The speaker emerges in the line “I’ve never been too happy”; their description of Harrison’s face is used as a way to introduce their longing and ambivalence. The title introduces the setup for the poem, but could possibly do more work to establish reader expectations that there is more here than homage. The turn in the poem comes with the peek inside the mind of the narrator, at an appropriate time, having described Harrison just enough; delaying the turn more would have been problematic.
The language here is plain spoken, which fits with Harrison’s style. The ending of the poem is a bit on the nose, where he might have used an image, perhaps echoing back to the facial description, to imply the thought.  
The line that suggests the narrator regrets he/she is too happy or too pretty to write poems like Harrison’s is fascinating, reminding me of a musician who regrets he has not suffered enough to play the blues.

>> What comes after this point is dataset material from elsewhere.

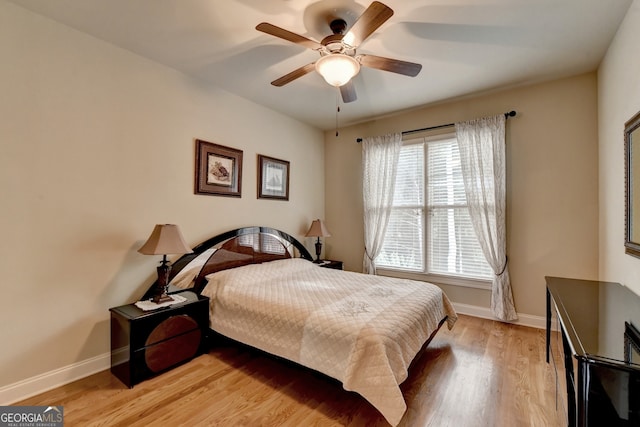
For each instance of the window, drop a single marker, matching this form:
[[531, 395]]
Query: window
[[429, 229]]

Altogether an impactful poem, even more so for one who appreciates Harrison’s work. Well done.

 

Review by Mykyta Ryzhykh

Would you skip church for Harrison? Would you trade a tech party for reading under a redwood tree? What do you even know about pain, except: “He’s not wearing a shirt, which I know from the poems is because of the pain in his skin”? And in general, sometimes it seems that we are all created “to write poems like these”.

 

Review by Jared Pearce

I once skipped church to finish reading Larkin’s collected poems—it was a fine way to spend a Sunday, though not a happy way, as Larkin’s poems don’t generally lead to a rosy view of life.  (Except for The Mower—I liked that one.)  And I find an interesting move in this poem: the speaker, admittedly happy and beautiful, supposes that life might at some time in the future, make her ugly and sad enough to write poetry.  Sure, Larkin was, I think many would agree, no beauty, but I’m not sure why poems have to come from ugliness or sorrow in order to be striking, or even why or if we have those notions when we’re young, or, maybe, that those ideas, while I’m not sure are correct, are actually correct?  At least, this poem, while saying as much, might prove the opposite.

 

Review by Anastasia Vassos

The first line Harrison is so interesting: “I skip church once” – at first it occurred to me that the verb tense is wrong. Then I experimented reading the poem without the word “once.” This tells me that the speaker is a regular church-goer, as well as a lover of poetry. For this reader, the introduction resonates of the mystical and spiritual nature of poetry itself. The speaker has skipped church, but the reader is firmly implanted in the religion of poetry with that first line. The turn “I’ve never been too happy/or too pretty for anything I’ve wanted” is arresting, surprising – what does it mean to never be too pretty for anything one wants? I don’t care what the line means: I love it. And the line gets to the heart of it all: to write beauty before the end, before the mystery.